Orton-Gillingham instruction is delivered in several settings. Private tutors trained in the approach work one-on-one with students, which allows for the most individualized pacing. Some schools employ OG-trained specialists who pull small groups of struggling readers for targeted intervention. A growing number of classroom teachers are incorporating OG principles into their general reading instruction, though the approach is most intensive and effective when delivered individually or in very small groups.

Sessions typically run 40 to 60 minutes and happen multiple times per week. How long a student needs OG instruction depends entirely on where they started and how quickly they progress. Some children work with an OG tutor for a year; others continue for several years. Because the approach is diagnostic and prescriptive, the instructor adjusts the pace continuously rather than following a fixed timeline.

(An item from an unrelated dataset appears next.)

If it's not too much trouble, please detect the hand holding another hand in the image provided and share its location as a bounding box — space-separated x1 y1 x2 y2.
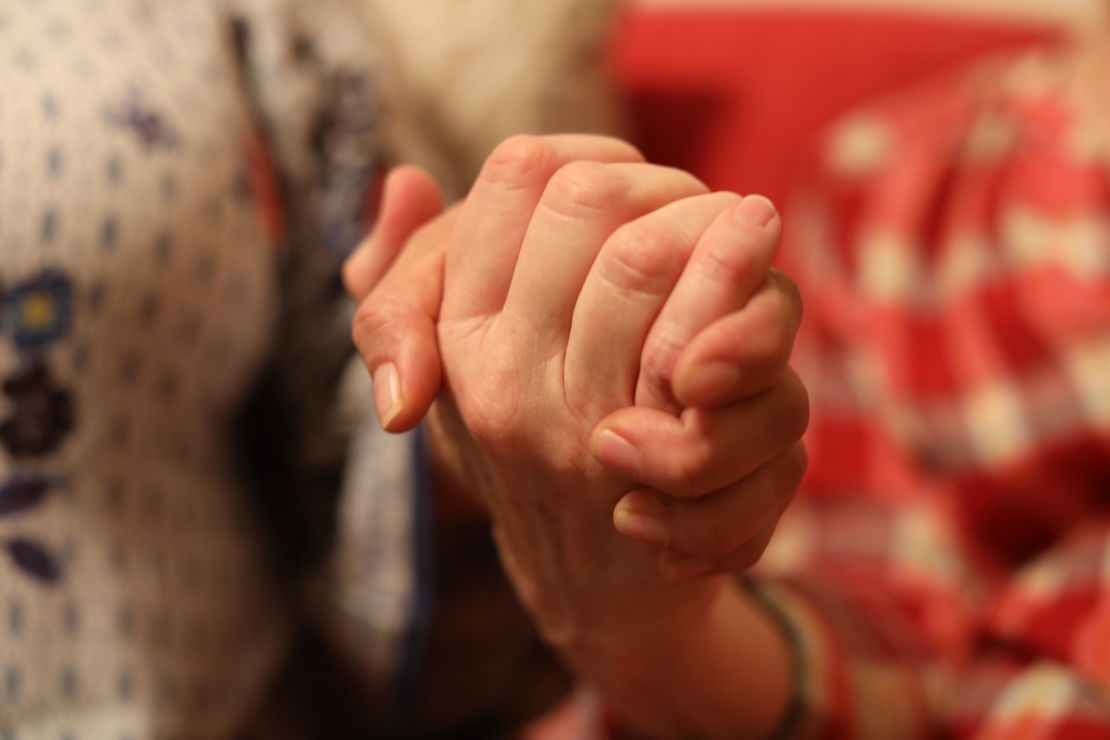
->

Teacher Training and Certification

Not every teacher who claims to use Orton-Gillingham has undergone formal training. Two major organizations accredit OG training programs: the Academy of Orton-Gillingham Practitioners and Educators (AOGPE) and the International Multisensory Structured Language Education Council (IMSLEC).

IMSLEC-accredited programs, for example, require a bachelor’s degree, at least 45 hours of coursework, a 60-hour practicum involving individual tutoring sessions, a minimum of five direct observations by a qualified trainer, and 600 clock hours of supervised teaching experience. The entire process takes at least nine months. AOGPE has its own tiered certification levels with similar rigor. If you’re seeking an OG tutor for your child, asking about their specific certification and which organization accredited their training is a practical way to gauge their qualifications.

The investment in training reflects the complexity of what OG instructors do. They aren’t following a script. They’re making real-time diagnostic decisions about what a student understands, where confusion is creeping in, and which multisensory technique will help a particular concept click. That level of responsiveness requires deep knowledge of English language structure and extensive supervised practice.